Measuring customer success or satisfaction helps businesses identify problems, understand overall satisfaction, understand the reasons behind customer satisfaction, and most importantly gain a better insight into the customer’s intent moving forward. Customer metrics are essential in the industry, but businesses must understand and weigh the individual merits of the metrics they employ. Companies must understand that the fact that a metric is widely used does not automatically justify its value.

Net Promoter Score (NPS) is a widely used industry metric, but current academic thought on its value does not match its prevalence. Net Promoter Score is a market research metric that is based on a single survey question that asks respondents to rate their likelihood of recommending a company, product, or service to a friend or colleague. Fisher and Kordupleski (2019) discussed some of the major issues with NPS as a metric. NPS provides no data on how to improve, NPS focuses solely on retaining customers rather than acquiring new ones, NPS is internal rather than externally focused, and there is no such thing as a passive customer. The concept of a passive customer is introduced by NPS theory, and while some customers may be passive in the sense that they are unwilling to speak favorably or unfavorably about a company, this does not imply that they are passive customers. These customers are not, by definition, loyal. They are open to considering competitors and will readily switch if a better competitive value is presented to them.

As the industry moves away from NPS, alternative metrics that provide more actionable insights must be identified. The Customer Effort Score (CES) is one such metric that meets this criterion. The Customer Effort Score is a metric that is based on the customer’s perception of the amount of time and energy required to interact with a company. According to Bryan and Clark (2013), CES is a more insightful indicator of customer loyalty than NPS. A customer who rates a company as ‘difficult’ is much more likely to defect than a customer who rates the company as ‘satisfied.’ Companies that incorporate customer effort into their strategies will be able to influence the customer’s perception of satisfaction and convenience more effectively. According to Bryan & Clark (et al.,2013), companies should consider customer effort in terms of how much mental energy is required, how much time it takes to wait, consume, and transact, how much physical energy is required to deliver, and how much negative versus positive emotional energy is required to deliver the effort.

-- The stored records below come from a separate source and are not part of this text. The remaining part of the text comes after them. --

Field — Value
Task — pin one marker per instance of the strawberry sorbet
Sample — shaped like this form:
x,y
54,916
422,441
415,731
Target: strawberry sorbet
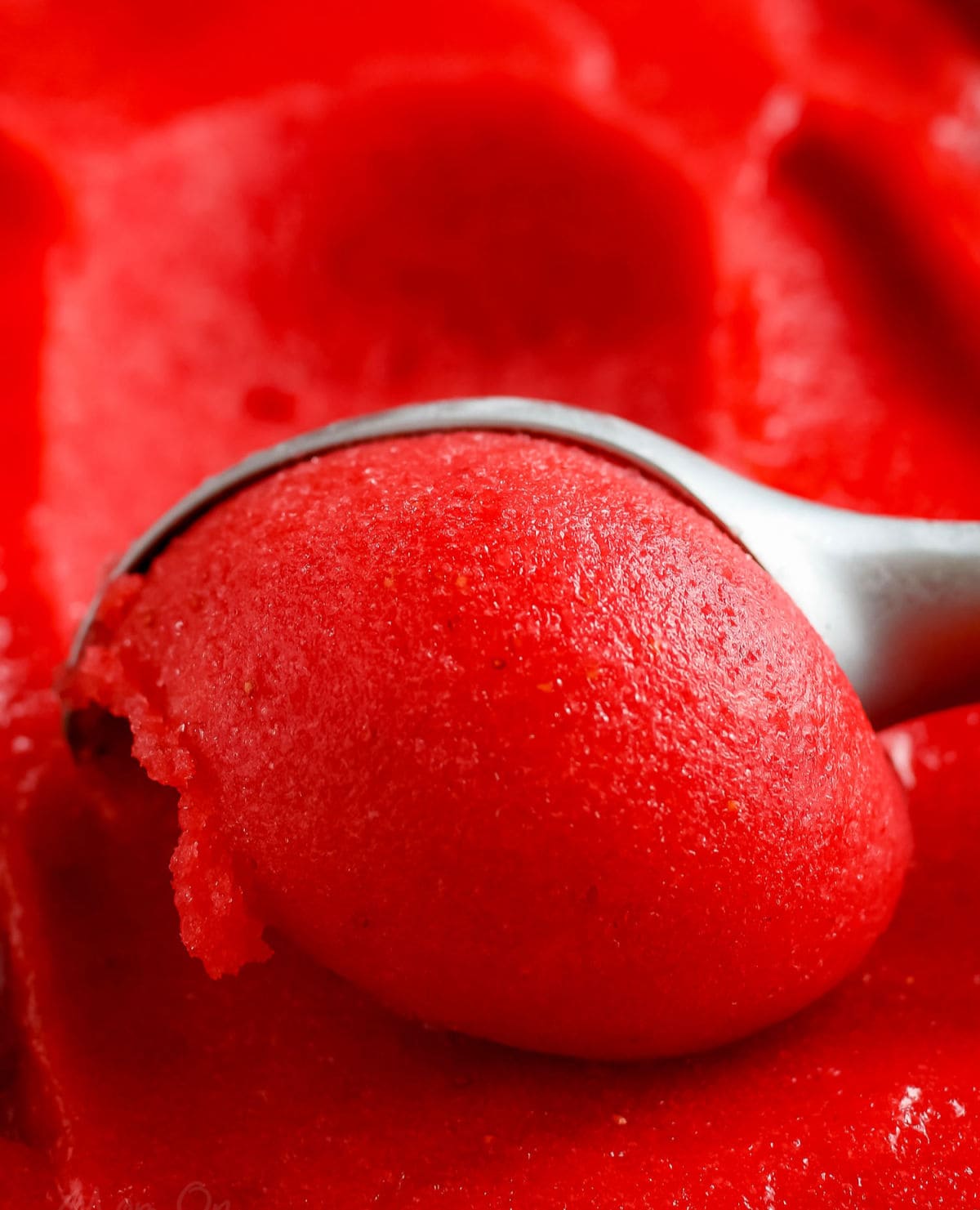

Companies must consider the relationship between customer metrics and financial performance to generate maximum value and ensure the efficient distribution of resources. Furthermore, businesses must be selective in identifying only the relevant metrics that have a direct influence on the thing they want to assess. Companies cannot rely solely on traditional metrics; they must constantly ask themselves if there are better alternatives available and, if so, how to use them. Businesses that do so will gain a better understanding of how to improve their strategies.


The digital revolution has fuelled and will continue to fuel industry evolution. Companies that want to compete in the modern economy must evolve their practices and ways of thinking by taking into account industry and academic research. Companies that use research to assess and design their strategies will be better positioned to adapt to current industry conditions as well as predict and plan for future industry trends. Furthermore, businesses that work hard to understand how to best apply modern concepts, tools, and practices can take advantage of changing conditions to differentiate themselves from competitors in an increasingly competitive environment. Few industries operate in such a volatile and constantly changing environment. Companies that can provide a secure anchor by identifying and designing positive experiences with a customer success focus will have a competitive advantage.